Still, the country’s leaders, including Prime Minister Narendra Modi, have often remained silent about reports showing that millions of Indians have already died from living in poisonous environments.

The reasons behind that response are complicated.

Clean air has yet to catch on as a major electoral issue in India, where many of the nation’s 1.3 billion people are focused on affording food and shelter. Wealthier Indians often opt for air purifiers to buffer themselves, rather than pushing lawmakers for solutions. And severely penalizing farmers for burning dried-up rice stalks in preparation for new crops could jeopardize a key voting bank, something politicians are not keen to do.

When the government has stepped in, their solutions have sometimes bordered on parody. Last year, officials announced that the capital’s chaotic intersections would get their own air purifiers. Environmentalists said it was impossible to adequately scrub outdoor air in the middle of a congested city where cars are belching out exhaust.

V. Selvarajan, the founder of Green Circle, an environmental organization in New Delhi, said he did not think the green crackers were a publicity stunt. But he emphasized that much more needed to be done to stop year-round polluters like real estate developers, some of whom flout rules on construction in the name of development.
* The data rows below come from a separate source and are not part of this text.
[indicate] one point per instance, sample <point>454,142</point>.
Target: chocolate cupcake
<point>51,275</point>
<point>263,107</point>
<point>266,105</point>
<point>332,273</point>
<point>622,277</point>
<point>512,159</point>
“Our air pollution has gone to critical levels,” he said. “We absolutely must rise to the occasion and do something. Everybody is breaking environmental protection laws.”

In Old Delhi, with its sandstone mosques and streets canopied with jumbled telephone lines, many fireworks sellers said the new eco-friendly designs were gimmicks, and that India was simply trying to show some kind of progress.

Up until this year, more than 100 shops in Old Delhi would apply for temporary licenses to sell fireworks for Diwali, but only several dozen have secured them city-wide this autumn. Employees at nine permanent stores said few people have applied so far this autumn because green crackers were unpopular and only a few designs were available.

“We used to sell nearly 100 items but now we only have two,” said Ramdass Madan, an employee at S.S. Sons Fireworks. “Our sales are 10 to 15 percent of previous years.”

Vendors said the new fireworks were more expensive to make, and that restrictions were ineffective because customers bought banned models from the black market.

In Rohtak, a few dozen miles northwest of New Delhi, there were many signs of a decaying industry.

At Srivijayalaxmi Fireworks, a skeleton crew balanced wooden trays on their heads, each one containing 200 sparklers. The workers dipped them into tubs with a murky, gray liquid, a newly approved mixture that was cleaner for the environment but shortened fireworks’ shelf lives. Finished stocks are transported to a government facility for testing.

Still, business has become so bad that Mr. Kalra, 55, planned to scrap fireworks altogether and begin manufacturing steel pipes. Another family that used to make fireworks in Rohtak recently shut down because they were not interested in the green fireworks, he said.

“I truly hope we can come up with a solution,” he said. “There is no country in the world that does not like fireworks. What is Diwali without them?”